IMHO, yes, smartphone will kill the low end compact camera market, but also might increase high end compact and DSLR sales. Those user using smartphone camera most probably are not interested in photography in the first place, but once they shoot more with smartphone, they might be interested in photography and once they are interested in photography, they might buy a DSLR. Camera manufacturer should actually target those smartphone shooter by showing the different in quality and speed between a smartphone and a high end compact and DSLR.
Have a nice day.
Smart Phone Photos have won World Press Awards iPhone photos have been published on the front page of the New York Times iPhone photos have been published in Sports Illustrated The Stock Photo Agencies are seeing a demand for photos shot with Smart Phones (because of their Authentic look)
Check-out this article in the NYTimes http://www.nytimes.com/2014/10/02/technology/personaltech/smartphone-photography-evolves-with-camera-apps-and-related-tools.html
Eventually Smart Phone will kill DSLRs for many (not all) uses. BIF photographers and Professional Sports shooters will still need DSLRs and Long Lenses.
No, they really won't. There's a real feasibility problem with building zoom lenses in such a small package, so cell phones are generally limited to digital zooms. As long as that is the case, they'll never compete with DSLRs. A cell phone is like shooting with a fairly wide-angle prime all the time. Can you imagine gluing a 30mm prime lens to the front of your DSLR? 50mm, maybe, assuming you don't care about landscapes, but not 30mm.
Besides the painful lack of flexibility in composition inherent in a fixed-focal-length camera, you'll never have any real depth of field with a lens that wide and a sensor that small (excepting possible simulation thereof), and more importantly, you'll never be able to get usable shots of anything more than a few feet in front of you unless your subjects are very large (e.g. landscapes).

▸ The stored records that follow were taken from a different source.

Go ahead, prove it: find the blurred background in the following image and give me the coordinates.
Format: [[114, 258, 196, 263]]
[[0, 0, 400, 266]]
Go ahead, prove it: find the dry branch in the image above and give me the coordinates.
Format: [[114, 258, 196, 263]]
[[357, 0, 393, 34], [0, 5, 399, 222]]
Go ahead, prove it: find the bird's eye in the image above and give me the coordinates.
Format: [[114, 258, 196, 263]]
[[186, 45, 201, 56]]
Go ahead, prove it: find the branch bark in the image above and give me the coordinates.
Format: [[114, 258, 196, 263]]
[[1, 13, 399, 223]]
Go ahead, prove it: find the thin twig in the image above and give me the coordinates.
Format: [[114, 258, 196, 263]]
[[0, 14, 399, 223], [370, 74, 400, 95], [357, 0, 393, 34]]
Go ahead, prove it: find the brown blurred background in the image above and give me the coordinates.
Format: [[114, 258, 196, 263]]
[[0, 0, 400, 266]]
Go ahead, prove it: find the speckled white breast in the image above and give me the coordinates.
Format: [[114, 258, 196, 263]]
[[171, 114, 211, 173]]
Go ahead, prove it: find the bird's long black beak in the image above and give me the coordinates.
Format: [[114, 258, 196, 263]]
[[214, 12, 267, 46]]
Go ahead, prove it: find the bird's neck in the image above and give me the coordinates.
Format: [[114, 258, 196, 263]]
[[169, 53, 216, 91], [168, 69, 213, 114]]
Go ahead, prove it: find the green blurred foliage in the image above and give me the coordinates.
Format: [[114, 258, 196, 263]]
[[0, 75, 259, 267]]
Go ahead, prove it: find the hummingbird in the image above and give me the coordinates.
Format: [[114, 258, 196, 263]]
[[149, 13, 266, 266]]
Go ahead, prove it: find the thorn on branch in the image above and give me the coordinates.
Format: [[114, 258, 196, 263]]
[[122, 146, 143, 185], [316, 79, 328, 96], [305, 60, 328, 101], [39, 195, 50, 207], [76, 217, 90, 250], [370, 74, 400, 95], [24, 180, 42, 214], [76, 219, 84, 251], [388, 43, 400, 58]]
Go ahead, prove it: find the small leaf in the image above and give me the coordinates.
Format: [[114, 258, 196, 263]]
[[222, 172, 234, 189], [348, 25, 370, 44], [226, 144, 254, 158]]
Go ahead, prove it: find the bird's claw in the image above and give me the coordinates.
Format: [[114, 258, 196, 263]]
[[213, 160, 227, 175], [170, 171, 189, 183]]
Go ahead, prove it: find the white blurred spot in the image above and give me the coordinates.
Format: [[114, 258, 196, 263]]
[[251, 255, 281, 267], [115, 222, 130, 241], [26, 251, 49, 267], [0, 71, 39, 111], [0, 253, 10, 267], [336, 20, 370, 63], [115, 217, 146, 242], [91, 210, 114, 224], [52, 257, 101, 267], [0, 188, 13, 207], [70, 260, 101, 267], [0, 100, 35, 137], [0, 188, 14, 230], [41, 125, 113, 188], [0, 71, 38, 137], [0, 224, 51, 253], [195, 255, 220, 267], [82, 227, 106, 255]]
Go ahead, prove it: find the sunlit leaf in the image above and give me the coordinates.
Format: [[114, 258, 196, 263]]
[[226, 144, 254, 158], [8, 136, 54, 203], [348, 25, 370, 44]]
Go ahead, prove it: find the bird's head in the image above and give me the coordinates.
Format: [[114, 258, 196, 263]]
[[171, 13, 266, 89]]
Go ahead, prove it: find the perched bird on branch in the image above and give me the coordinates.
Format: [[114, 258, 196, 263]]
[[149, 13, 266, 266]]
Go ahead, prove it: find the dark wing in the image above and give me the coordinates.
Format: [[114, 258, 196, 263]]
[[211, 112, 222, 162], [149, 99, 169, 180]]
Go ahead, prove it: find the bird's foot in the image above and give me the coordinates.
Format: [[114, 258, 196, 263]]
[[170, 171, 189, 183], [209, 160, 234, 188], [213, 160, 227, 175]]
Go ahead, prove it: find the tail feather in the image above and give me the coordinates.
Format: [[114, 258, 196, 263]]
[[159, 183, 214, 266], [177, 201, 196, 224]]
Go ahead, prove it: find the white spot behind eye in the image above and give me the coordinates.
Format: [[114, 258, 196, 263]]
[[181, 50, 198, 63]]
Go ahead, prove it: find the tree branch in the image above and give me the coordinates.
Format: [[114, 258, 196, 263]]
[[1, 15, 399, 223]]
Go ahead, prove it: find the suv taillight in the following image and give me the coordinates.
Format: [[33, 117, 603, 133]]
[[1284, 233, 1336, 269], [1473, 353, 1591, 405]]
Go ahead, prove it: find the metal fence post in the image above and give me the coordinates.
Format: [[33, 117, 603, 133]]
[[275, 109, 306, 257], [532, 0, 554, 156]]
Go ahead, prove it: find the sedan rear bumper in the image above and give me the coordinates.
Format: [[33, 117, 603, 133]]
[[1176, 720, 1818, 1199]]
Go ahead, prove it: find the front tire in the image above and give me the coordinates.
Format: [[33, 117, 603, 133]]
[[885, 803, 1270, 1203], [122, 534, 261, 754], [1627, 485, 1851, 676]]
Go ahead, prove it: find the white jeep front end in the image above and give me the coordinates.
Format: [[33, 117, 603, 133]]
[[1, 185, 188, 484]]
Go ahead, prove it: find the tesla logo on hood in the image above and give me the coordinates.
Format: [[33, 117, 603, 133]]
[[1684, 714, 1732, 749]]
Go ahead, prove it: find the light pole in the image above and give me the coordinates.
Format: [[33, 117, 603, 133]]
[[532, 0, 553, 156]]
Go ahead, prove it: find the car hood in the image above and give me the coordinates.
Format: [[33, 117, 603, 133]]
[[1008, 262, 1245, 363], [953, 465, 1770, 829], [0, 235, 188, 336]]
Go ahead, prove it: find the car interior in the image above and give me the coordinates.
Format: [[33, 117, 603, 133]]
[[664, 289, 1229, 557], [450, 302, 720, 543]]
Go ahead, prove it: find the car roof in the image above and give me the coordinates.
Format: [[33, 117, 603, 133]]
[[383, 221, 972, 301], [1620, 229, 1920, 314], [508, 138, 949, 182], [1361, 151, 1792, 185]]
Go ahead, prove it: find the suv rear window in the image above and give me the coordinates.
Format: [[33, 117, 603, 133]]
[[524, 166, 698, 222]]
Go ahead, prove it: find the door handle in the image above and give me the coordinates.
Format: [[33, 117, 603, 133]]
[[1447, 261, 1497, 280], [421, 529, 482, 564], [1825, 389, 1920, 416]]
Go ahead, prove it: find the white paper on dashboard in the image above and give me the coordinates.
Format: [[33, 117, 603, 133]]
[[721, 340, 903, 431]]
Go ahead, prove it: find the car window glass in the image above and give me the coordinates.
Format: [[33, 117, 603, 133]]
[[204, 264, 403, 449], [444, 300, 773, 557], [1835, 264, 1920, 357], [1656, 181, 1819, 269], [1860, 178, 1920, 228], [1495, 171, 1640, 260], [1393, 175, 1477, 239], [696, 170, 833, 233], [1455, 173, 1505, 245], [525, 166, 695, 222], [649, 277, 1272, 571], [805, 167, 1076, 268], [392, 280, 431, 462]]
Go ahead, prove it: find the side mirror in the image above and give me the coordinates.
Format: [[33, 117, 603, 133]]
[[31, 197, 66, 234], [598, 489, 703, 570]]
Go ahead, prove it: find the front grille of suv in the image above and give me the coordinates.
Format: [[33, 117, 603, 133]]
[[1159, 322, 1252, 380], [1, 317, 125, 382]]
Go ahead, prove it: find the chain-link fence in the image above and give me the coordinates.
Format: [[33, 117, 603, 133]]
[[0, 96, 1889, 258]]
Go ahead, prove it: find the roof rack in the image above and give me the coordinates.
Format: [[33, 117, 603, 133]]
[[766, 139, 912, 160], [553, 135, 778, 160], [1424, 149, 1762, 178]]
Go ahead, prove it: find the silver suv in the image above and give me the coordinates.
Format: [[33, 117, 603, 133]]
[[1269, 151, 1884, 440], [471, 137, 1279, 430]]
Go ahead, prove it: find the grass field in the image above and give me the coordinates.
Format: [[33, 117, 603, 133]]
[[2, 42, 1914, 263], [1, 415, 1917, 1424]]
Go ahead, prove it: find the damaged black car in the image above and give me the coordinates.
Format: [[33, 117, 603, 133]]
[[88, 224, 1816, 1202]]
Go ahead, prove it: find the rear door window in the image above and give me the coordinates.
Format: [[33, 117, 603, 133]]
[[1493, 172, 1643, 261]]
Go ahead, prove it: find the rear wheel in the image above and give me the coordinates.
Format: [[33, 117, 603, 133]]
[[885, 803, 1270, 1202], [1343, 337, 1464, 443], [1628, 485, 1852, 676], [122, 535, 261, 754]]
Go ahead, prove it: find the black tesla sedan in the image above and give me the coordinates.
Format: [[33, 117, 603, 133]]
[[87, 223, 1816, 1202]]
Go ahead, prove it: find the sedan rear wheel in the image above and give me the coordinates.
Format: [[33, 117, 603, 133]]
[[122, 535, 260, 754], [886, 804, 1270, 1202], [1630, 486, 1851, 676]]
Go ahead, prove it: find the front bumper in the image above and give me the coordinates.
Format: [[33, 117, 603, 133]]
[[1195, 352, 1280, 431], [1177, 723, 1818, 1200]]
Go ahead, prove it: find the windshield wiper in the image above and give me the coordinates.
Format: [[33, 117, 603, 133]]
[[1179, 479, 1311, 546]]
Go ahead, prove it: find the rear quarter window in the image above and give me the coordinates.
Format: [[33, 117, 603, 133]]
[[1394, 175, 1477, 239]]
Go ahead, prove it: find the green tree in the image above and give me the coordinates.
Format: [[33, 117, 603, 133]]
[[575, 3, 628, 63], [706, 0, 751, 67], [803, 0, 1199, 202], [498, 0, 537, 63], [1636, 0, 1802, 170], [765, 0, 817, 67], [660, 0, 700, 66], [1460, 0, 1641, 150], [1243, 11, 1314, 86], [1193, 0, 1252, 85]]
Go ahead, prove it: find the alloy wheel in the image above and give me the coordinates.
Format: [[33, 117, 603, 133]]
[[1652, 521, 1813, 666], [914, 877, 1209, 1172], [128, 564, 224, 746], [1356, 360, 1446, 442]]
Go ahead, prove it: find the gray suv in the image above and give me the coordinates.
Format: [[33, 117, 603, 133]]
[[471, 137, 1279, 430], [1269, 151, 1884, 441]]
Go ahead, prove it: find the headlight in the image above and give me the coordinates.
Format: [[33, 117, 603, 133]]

Cell phones are not particularly practical even in the portrait world. Outside that world, they're a disaster and a half. It's not just long zooms; you can't get a decent shot of much of anything with a cell phone unless you're right there. This mostly precludes any serious use of cell phones for capturing concerts, plays, weddings, sports, birds in flight, locations with even moderately bad light—basically any of the sorts of things people commonly use high-end cameras for, with the possible exception of landscapes shot in the daytime.
And that's why I carry a 6D with 16–35L II, 24–105L, and 70–300L lenses when I go on vacation, travel with groups, etc. Sure, with a cell phone, I'd be able to capture a few of the shots that I want to capture (along with a lot of badly smudged shots), but with a DSLR, I can get all the shots I want, without the need to rent a crane or a helicopter to get me close enough, along with a Lowel lighting kit or a nuclear warhead (depending on distance) to provide enough illumination. A cell phone simply cannot match the "keeper" rate of even a low-end DSLR from ten years ago, much less the DSLRs on the market today, and without changing the laws of physics or covering the back of the camera with a giant lens array and doing some really bizarre image processing, it never will.